Senator Joel Villanueva, the labor committee chair who is spearheading the codification of their rights, said freelancers are the most vulnerable from abuse and exploitation.

Part of the reason, the veteran legislator explained, is “the gaping hole in our laws that have yet to assign rights to this new class of workers”.

Current labor laws, the seasoned lawmaker said, were written ages before app-based food delivery and courier riders, home-based creative workers, and work-on-demand professionals came to being.

“Historically, laws always play catch-up with technology. In the case of freelancers, laws that protect them are way behind the curve,” the senator said.

He said there is a “huge vacuum to be filled on protection entitlements that these workers should receive”.

“The Constitution mandates that the rights of workers be upheld.”

The Constitution, Villanueva said, mandates that rights of workers be upheld.

“That call is universal. It does not discriminate as to what kind of workers,” he stressed.

One important rule that must be set refers to the health and safety of gig economy workers.

“Isa po rito ang mga riders natin na kahit umulan at bumagyo o laganap ang iba’t-ibang variant ng COVID ay parang may oras na hinahabol. Dahil may quota na hinahabol at multang iniiwasan, malapit po sila sa disgrasya o pagkahawa,” Villanueva said.

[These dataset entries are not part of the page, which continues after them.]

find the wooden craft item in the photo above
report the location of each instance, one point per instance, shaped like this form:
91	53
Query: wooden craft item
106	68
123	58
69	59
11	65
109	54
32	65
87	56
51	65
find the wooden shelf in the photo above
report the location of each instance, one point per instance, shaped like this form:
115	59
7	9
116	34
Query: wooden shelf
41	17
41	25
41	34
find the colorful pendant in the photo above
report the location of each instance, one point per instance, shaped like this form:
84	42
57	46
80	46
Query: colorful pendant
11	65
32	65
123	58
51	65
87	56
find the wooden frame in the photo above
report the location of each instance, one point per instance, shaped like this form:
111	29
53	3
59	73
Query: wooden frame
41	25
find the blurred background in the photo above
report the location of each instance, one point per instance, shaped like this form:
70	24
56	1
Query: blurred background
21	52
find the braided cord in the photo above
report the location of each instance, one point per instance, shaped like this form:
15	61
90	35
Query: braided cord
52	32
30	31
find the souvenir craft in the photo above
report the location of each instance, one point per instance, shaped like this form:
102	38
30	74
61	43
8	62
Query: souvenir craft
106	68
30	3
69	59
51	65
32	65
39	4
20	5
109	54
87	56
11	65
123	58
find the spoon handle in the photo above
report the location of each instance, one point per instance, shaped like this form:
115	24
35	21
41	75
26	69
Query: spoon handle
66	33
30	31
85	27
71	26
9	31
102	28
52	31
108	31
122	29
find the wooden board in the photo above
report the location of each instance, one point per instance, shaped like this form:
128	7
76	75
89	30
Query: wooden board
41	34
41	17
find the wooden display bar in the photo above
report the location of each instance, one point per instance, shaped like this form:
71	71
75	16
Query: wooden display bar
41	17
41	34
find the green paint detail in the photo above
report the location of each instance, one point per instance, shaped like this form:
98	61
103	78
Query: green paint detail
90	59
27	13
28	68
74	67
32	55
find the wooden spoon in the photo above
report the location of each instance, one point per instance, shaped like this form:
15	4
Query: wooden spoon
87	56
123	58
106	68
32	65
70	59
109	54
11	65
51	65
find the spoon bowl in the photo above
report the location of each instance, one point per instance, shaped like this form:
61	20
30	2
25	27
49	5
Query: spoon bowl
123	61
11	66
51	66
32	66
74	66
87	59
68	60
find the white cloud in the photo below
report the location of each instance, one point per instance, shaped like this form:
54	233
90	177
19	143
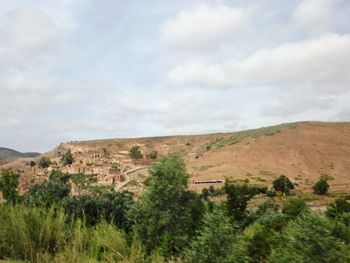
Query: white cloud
316	16
203	26
321	63
28	31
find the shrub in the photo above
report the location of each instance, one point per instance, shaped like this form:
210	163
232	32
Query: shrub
153	155
321	186
135	152
112	207
338	208
44	162
67	158
217	241
238	197
283	184
168	214
28	231
9	182
46	194
310	238
294	208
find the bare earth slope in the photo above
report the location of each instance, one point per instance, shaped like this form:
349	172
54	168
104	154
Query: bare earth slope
302	151
7	154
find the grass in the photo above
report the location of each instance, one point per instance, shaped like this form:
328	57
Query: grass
30	234
255	133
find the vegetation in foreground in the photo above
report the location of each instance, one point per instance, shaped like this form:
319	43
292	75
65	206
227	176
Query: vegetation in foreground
169	223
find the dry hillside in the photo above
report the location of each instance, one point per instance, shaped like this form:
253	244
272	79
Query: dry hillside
302	151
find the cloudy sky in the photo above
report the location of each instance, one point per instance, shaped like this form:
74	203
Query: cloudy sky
86	69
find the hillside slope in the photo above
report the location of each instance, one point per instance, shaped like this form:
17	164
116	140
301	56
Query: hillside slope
302	151
7	154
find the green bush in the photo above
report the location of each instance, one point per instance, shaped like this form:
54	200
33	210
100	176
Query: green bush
310	238
112	207
283	184
67	158
135	152
168	215
321	187
46	194
9	182
294	208
44	162
217	241
27	231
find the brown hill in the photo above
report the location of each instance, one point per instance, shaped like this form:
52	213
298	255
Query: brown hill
302	151
7	154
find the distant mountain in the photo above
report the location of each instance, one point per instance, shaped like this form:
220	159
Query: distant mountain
7	154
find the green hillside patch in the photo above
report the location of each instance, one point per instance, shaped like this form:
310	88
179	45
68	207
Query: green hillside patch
255	133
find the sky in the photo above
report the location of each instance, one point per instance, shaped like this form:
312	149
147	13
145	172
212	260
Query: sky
90	69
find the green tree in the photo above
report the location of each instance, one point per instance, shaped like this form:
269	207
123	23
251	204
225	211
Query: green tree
46	194
67	158
9	182
321	186
217	241
283	184
338	208
238	197
57	175
168	214
112	207
135	152
293	208
309	238
44	162
153	155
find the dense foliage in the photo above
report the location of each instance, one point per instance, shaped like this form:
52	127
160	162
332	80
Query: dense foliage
44	162
321	186
283	184
135	152
9	182
168	223
67	158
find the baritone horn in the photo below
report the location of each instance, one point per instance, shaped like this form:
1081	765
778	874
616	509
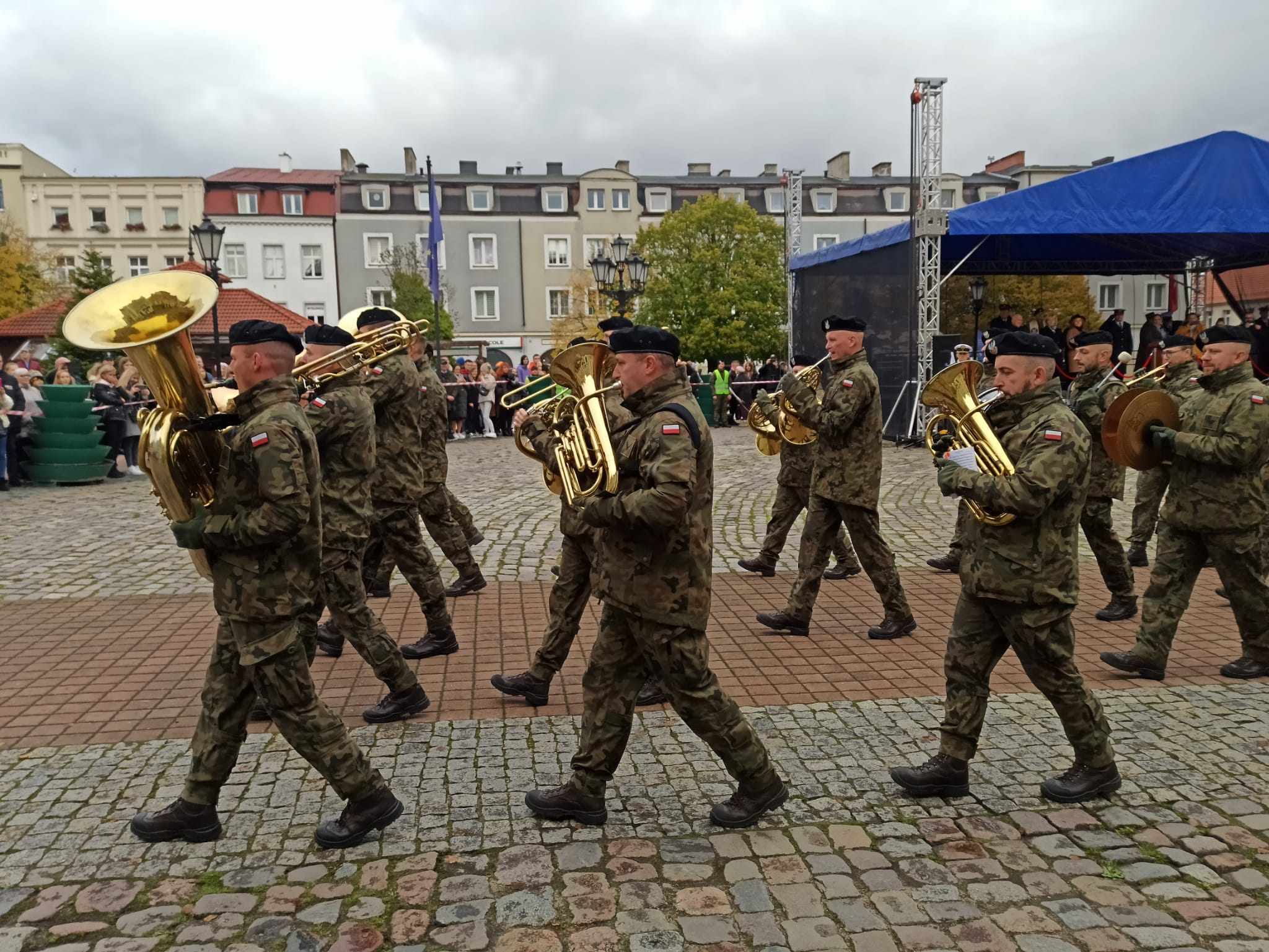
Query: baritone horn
954	391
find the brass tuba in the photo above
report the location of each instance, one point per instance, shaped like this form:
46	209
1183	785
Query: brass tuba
954	391
147	318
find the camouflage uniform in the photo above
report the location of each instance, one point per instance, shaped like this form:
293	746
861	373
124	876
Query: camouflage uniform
845	485
1105	480
654	552
343	422
399	480
1214	508
1180	382
792	496
265	533
1019	583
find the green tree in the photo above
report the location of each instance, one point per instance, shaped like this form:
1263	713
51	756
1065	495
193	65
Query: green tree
716	278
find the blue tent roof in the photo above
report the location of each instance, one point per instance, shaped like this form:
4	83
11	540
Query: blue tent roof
1146	215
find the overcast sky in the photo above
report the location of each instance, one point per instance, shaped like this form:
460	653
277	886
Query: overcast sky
144	88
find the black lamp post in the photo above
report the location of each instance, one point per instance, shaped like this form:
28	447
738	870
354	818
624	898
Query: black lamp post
208	239
612	272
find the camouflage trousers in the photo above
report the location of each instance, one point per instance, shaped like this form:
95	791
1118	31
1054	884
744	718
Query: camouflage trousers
1179	555
626	645
823	520
282	681
789	502
1107	549
983	630
398	528
1151	486
340	589
569	596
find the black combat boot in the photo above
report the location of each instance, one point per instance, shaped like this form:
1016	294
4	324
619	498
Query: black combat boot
566	803
467	585
437	642
1081	784
942	776
1128	662
399	705
532	689
892	629
745	806
359	819
1120	608
180	819
784	622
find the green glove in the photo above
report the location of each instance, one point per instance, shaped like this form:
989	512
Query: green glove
190	533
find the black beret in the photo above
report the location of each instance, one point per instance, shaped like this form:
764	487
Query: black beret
261	333
1225	336
1093	337
643	339
1024	344
616	324
376	315
327	334
834	323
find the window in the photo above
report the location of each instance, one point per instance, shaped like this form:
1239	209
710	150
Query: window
553	199
379	250
274	264
558	302
484	250
310	261
484	304
559	251
235	261
656	199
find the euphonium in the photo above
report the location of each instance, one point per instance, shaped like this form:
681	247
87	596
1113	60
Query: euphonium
147	319
954	391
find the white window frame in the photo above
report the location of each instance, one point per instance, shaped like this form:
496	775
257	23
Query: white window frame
551	192
471	251
366	248
568	250
496	304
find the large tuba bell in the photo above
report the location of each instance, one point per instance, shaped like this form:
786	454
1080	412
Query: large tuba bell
954	391
147	319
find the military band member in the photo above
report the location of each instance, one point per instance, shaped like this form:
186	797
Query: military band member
265	536
652	574
845	484
1021	582
1214	508
792	496
1179	382
1091	395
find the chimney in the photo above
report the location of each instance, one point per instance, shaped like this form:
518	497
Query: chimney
839	167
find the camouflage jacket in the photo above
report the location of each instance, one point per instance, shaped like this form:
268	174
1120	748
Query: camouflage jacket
1216	469
1035	559
848	423
343	422
1091	404
265	527
398	393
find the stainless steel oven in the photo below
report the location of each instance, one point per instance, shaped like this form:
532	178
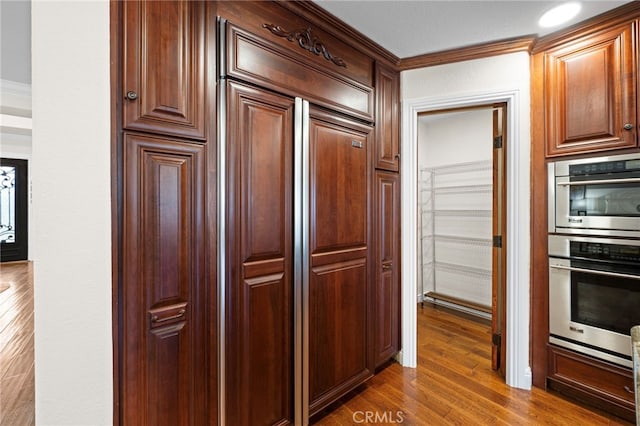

The Freelancers Protection Act that he authored and sponsored defines freelancer as a “person who renders a task, work or service through his or her freely chosen means and methods, free from any forms of economic dependence, control or supervision by the clients, regardless of whether they are paid by results, piece, task, hour, day, job or by the nature of the service required”.

Among the rights proposed under the Villanueva measure, or Senate Bill No. 1810, are:

  • Just compensation and equal remuneration for work of equal value without manipulation or distinction of any kind;
  • Safe and healthy working conditions;
  • Self-organization and to collectively negotiate with the government, client and other entities for the promotion of their welfare and in advancement of their rights and interests;
  • Protections against any form of discrimination, violence, sexual harassment, and abuse;
  • Affordable and adequate financial services; and
  • Social protection and social welfare benefits

The bill also mandates payment for work done not later than 30 days from completion of tasks.

“We are also putting in ironclad guarantees against contract alterations, especially the arbitrary reduction of fees.”

He added, “we are also putting in ironclad guarantees against contract alterations, especially the arbitrary reduction of fees”.

While the Philippines is a hotspot for freelance work, with freelancers expected to form the majority of the labor force in 10 years, “the DOLE is at a loss of how to treat them,” Villanueva said.

In one of the Senate hearings, Labor Secretary Silvestre Bello III admitted that there is no law extending labor protection to freelancers and self-employed professionals.

“Three in four freelancers belong to the 24-39 years age group, and two out of three are women,” Villanueva explained.